The American Society of Anesthesiologists (ASA), the American College of Emergency Physicians (ACEP) and the American College of Radiology (ACR) have brought a lawsuit against the federal government charging that the interim final rule (IFR) on surprise medical billing goes against the language of the “No Surprises Act” and will ultimately harm patients and access to care.
The No Surprises Act, which was passed in December 2020, was designed to protect patients from surprise out-of-network bills. Although the law intended to resolve payment disputes through an impartial arbitration system, the interim final rule released by the Departments of Health and Human Services, Labor, and Treasury create a system that empowers profit-seeking insurance companies to strong-arm local community physician practices, narrow their provider networks and reduce access to care.
The recent rule ignores the law’s intent to create a fair independent dispute resolution (IDR) process, according to ASA, ACEP and ACR. In the law that was passed, the arbiter is directed to consider all information submitted by the physician and insurer, including the median in-network rate, complexity of the case, previously contracted rates and market power of the physician and insurance company, among other things.
The law states that the qualified payment amount (QPA) could be one of many equally weighted factors considered in payment disputes. However, the departments made the QPA—an unverified rate set by insurers—the primary factor in the IDR process. This sets an artificially low benchmark payment, for all care—whether in network or not, which may not support wider access to care—particularly in underserved areas.
“We strongly support the patient protections in this law. However, instead of expanding in-network access for patients, this rule does is exactly what we explained to Congress and the rule-making agencies would happen: insurance companies will use their overwhelming market power and these flawed rules to push more physicians out of network and fatten their bottom line,” says ASA President Randall M. Clark, MD, FASA.
“If these rules are not overturned or corrected, insurance companies will use strong-arm tactics to abuse these laws as we have already seen in North Carolina, ultimately compromising timely access to care, potentially causing severe disruption and the wholesale loss of care for patients in areas that really need it,” Clark adds.
Howard B. Fleishon, MD, MMM, FACR, chair of the ACR Board of Chancellors, also spoke out about the lawsuit, commenting: “Many practices are reeling from the pandemic’s economic impact. Imaging costs are down in recent years—including 2020 . Now, insurers are using the new law to increase their profits by artificially cutting reimbursement to a point that many providers can’t absorb and become unable to remain in their network.”

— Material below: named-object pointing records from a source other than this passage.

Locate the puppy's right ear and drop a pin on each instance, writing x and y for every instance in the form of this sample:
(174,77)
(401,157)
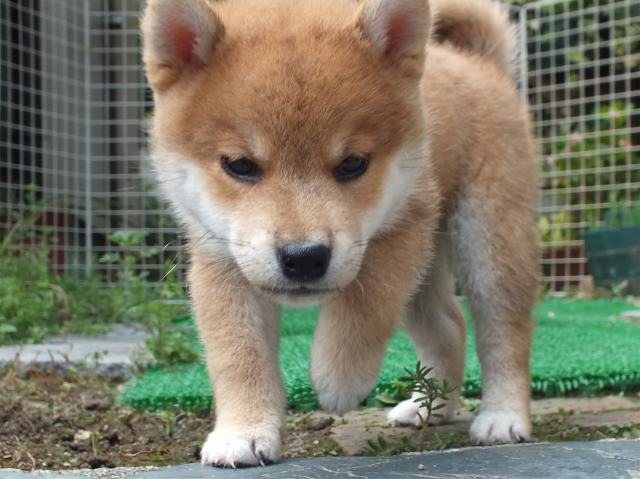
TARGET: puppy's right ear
(178,36)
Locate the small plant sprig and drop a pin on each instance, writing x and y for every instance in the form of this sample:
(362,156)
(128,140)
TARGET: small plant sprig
(430,393)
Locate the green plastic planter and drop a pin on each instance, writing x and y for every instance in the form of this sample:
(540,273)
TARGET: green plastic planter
(613,256)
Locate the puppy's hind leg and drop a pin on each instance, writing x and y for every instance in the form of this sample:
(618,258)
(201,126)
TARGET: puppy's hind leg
(495,257)
(436,326)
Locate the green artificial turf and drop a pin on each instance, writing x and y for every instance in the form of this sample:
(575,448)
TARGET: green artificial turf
(579,346)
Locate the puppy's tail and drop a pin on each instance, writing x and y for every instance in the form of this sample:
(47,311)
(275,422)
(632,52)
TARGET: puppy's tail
(478,26)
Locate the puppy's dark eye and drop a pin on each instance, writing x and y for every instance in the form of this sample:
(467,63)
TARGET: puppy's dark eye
(242,169)
(351,168)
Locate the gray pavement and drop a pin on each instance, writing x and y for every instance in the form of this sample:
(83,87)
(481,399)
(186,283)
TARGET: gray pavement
(571,460)
(114,354)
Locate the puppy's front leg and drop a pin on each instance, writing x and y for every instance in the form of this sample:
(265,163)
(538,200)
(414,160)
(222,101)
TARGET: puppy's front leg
(240,332)
(356,323)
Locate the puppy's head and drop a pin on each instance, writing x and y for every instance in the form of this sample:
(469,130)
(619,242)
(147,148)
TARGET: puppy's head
(287,133)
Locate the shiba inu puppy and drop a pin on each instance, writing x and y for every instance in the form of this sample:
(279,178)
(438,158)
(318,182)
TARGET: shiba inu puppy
(357,155)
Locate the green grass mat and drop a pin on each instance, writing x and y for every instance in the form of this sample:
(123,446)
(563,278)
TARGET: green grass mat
(579,346)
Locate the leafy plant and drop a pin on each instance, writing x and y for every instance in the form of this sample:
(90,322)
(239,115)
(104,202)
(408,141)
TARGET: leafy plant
(431,394)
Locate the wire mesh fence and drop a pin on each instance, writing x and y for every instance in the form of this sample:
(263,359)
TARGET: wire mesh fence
(583,87)
(74,165)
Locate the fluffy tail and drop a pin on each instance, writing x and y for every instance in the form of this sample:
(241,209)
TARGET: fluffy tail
(479,26)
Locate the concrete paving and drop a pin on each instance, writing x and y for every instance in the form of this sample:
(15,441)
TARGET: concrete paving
(571,460)
(115,354)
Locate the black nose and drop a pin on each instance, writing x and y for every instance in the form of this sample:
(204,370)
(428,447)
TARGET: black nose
(304,262)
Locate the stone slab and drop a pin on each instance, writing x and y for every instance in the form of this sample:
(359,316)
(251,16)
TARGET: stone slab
(572,460)
(114,354)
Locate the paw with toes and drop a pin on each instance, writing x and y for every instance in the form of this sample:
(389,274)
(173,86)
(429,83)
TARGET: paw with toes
(406,414)
(242,446)
(492,427)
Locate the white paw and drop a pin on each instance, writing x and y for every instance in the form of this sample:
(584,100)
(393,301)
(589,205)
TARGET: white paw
(500,426)
(242,446)
(406,414)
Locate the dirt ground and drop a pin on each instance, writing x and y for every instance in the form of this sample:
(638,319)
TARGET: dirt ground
(50,422)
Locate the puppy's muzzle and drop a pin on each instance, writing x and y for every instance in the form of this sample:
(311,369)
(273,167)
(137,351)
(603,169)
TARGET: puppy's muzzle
(303,262)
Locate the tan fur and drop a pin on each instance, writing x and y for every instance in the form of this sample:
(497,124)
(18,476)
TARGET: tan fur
(298,86)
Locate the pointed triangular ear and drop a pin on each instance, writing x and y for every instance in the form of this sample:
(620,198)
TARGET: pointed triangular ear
(178,35)
(397,29)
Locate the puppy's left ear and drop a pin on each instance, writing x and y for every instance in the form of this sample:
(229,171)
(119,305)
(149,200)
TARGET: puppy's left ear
(179,37)
(398,31)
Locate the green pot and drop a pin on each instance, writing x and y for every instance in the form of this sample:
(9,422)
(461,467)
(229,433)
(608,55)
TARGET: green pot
(613,256)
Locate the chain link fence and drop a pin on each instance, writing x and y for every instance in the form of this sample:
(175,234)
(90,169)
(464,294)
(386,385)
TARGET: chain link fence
(74,111)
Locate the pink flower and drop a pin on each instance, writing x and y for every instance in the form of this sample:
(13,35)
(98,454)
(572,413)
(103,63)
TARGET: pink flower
(575,138)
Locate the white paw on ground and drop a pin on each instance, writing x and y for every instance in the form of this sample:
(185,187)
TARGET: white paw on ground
(406,412)
(242,446)
(500,426)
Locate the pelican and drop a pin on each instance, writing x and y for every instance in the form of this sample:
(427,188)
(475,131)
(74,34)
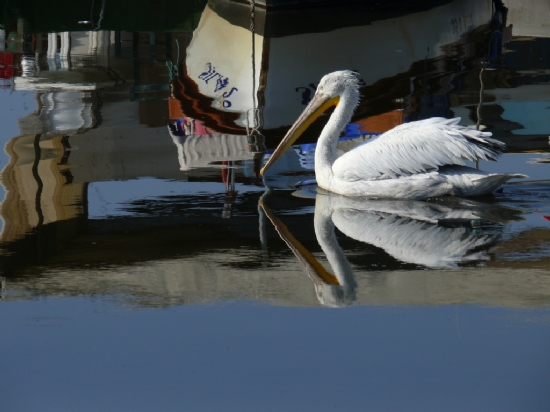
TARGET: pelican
(415,160)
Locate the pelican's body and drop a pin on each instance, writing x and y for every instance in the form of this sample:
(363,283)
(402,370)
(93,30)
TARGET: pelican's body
(416,160)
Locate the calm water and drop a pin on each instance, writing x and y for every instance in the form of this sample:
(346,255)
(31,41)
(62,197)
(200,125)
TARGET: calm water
(146,265)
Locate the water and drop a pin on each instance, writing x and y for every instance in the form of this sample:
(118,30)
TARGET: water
(146,269)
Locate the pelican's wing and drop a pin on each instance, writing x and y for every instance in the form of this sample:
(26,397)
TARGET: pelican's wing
(416,147)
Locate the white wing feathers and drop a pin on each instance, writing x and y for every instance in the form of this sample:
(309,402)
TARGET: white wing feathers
(416,147)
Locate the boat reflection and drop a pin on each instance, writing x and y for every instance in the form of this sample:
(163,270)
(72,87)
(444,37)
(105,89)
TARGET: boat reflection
(442,233)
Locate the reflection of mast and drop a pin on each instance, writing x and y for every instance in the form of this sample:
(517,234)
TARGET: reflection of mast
(228,177)
(435,235)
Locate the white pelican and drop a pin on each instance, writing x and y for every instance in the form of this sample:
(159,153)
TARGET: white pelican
(415,160)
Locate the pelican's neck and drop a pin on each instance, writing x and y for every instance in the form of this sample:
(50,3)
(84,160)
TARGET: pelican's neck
(326,236)
(326,152)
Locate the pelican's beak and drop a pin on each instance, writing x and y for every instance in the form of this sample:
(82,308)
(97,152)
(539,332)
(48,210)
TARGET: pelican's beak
(318,105)
(315,270)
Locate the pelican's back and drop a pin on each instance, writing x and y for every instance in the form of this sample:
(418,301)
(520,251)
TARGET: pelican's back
(416,147)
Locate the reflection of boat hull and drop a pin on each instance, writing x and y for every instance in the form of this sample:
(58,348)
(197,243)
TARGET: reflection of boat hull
(238,78)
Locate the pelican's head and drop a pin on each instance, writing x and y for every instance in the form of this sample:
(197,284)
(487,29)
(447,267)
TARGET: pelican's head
(331,89)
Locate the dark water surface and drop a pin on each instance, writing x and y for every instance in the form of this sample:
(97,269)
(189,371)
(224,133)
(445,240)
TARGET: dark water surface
(147,265)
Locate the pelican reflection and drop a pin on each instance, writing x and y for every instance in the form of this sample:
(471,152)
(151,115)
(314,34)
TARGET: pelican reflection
(442,234)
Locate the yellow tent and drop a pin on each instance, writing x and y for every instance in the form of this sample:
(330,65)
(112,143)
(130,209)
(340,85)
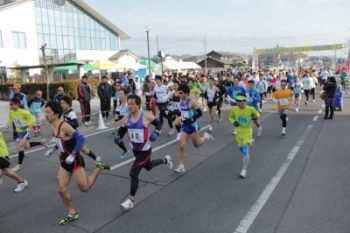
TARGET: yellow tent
(105,65)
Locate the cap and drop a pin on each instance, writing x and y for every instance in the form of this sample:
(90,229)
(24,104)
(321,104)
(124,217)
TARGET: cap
(17,86)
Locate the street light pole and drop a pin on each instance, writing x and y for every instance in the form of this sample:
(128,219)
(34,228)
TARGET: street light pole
(148,29)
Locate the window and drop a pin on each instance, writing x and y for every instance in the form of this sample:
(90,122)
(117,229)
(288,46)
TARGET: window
(1,45)
(19,40)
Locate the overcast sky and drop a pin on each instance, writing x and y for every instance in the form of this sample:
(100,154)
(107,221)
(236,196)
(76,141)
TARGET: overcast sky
(228,25)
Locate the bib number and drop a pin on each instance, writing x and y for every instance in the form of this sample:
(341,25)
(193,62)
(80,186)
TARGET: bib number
(243,120)
(136,135)
(18,122)
(59,144)
(283,102)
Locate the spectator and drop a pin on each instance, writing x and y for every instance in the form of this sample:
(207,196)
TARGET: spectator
(35,104)
(16,93)
(60,93)
(84,98)
(105,93)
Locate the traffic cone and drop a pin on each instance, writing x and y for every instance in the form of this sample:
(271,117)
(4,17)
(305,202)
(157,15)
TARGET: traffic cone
(101,124)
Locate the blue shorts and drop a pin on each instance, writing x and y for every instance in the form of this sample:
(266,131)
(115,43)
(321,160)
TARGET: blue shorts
(190,128)
(21,135)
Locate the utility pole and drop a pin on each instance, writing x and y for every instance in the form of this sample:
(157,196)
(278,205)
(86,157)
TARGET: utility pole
(47,71)
(205,53)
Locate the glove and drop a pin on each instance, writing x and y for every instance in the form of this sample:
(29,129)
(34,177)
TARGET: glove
(235,123)
(49,153)
(153,136)
(70,159)
(117,140)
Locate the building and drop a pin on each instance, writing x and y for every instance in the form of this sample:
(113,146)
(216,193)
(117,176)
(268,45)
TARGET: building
(71,29)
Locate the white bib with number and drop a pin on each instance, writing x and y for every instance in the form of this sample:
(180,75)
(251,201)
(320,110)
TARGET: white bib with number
(59,144)
(18,122)
(283,102)
(136,135)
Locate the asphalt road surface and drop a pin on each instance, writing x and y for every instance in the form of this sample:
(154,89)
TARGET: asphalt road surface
(297,183)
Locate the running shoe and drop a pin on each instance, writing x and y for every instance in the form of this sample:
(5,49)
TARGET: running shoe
(103,165)
(243,173)
(125,153)
(69,218)
(1,178)
(21,186)
(17,168)
(168,160)
(179,169)
(208,136)
(127,205)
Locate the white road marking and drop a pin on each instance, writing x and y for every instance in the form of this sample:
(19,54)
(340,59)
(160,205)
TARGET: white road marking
(50,145)
(153,150)
(250,217)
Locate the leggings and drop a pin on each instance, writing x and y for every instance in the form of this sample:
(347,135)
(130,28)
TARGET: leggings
(143,160)
(172,115)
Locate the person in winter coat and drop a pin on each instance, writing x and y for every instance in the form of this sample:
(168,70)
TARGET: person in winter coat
(35,104)
(330,87)
(105,93)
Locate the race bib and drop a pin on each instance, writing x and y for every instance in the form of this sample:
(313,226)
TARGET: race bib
(244,120)
(136,135)
(184,115)
(176,105)
(283,102)
(59,144)
(18,122)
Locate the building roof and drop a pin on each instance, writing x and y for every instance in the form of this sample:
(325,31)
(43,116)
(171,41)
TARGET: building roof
(102,19)
(121,53)
(88,9)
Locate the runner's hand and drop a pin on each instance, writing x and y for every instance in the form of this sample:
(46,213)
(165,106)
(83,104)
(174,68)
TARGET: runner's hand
(70,159)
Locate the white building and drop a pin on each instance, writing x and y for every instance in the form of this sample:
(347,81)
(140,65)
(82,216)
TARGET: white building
(71,29)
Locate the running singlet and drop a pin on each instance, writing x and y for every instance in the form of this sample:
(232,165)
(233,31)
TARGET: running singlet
(138,134)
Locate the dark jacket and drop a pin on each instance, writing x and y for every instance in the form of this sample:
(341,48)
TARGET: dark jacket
(330,88)
(105,91)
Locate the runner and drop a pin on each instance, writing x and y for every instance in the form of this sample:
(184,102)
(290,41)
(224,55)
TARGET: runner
(232,92)
(70,117)
(136,124)
(70,142)
(35,104)
(252,100)
(190,112)
(5,164)
(23,121)
(297,87)
(241,117)
(174,110)
(283,98)
(161,97)
(213,96)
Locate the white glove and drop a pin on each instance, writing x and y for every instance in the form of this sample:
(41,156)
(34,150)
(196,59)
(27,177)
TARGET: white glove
(49,153)
(70,159)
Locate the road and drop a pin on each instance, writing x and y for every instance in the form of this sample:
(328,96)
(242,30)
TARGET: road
(297,183)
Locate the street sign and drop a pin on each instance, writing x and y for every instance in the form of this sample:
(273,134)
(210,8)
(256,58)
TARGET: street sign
(2,69)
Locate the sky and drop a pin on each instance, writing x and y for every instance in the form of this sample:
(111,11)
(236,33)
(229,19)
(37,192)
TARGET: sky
(237,26)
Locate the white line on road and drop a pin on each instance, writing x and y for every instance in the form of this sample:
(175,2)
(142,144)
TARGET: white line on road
(250,217)
(49,145)
(153,150)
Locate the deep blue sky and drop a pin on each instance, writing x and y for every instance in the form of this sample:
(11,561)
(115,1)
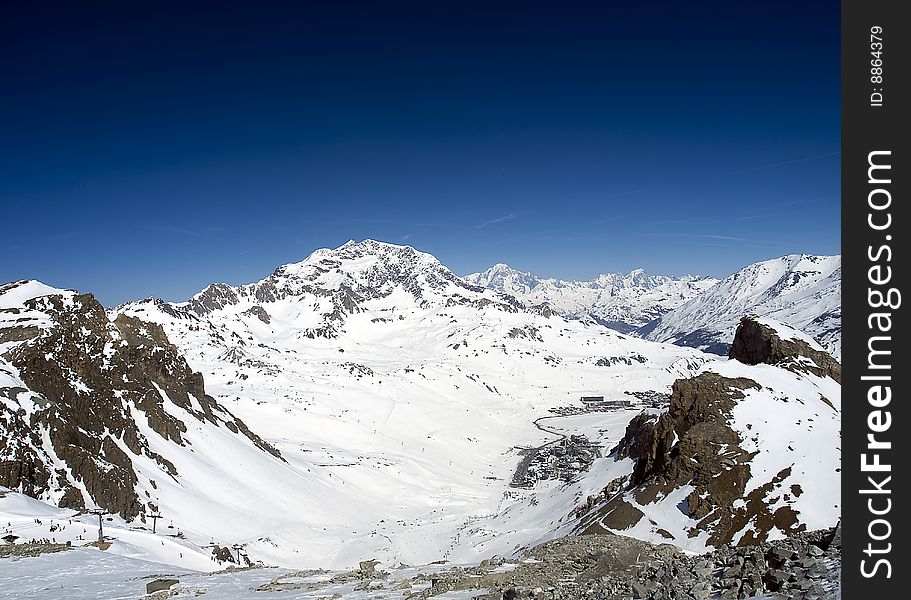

What’s worse, Fleishon says, “Rural areas and underserved communities may be hit hardest by this insurer overreach that could result in longer wait times for care, delayed diagnosis, higher out of pocket costs to treat more advanced conditions, and even deaths as insurers use the new law to deny patients covered access to their chosen providers. With this harmful regulation due to take effect January 1, we have little choice but to protect patient access to care by taking legal action.”
This lawsuit does not impact No Surprises Act protections to hold patients harmless during insurer-provider out-of-network payment disputes and will not increase patient out-of-pocket costs. The lawsuit was filed in federal district court in Chicago.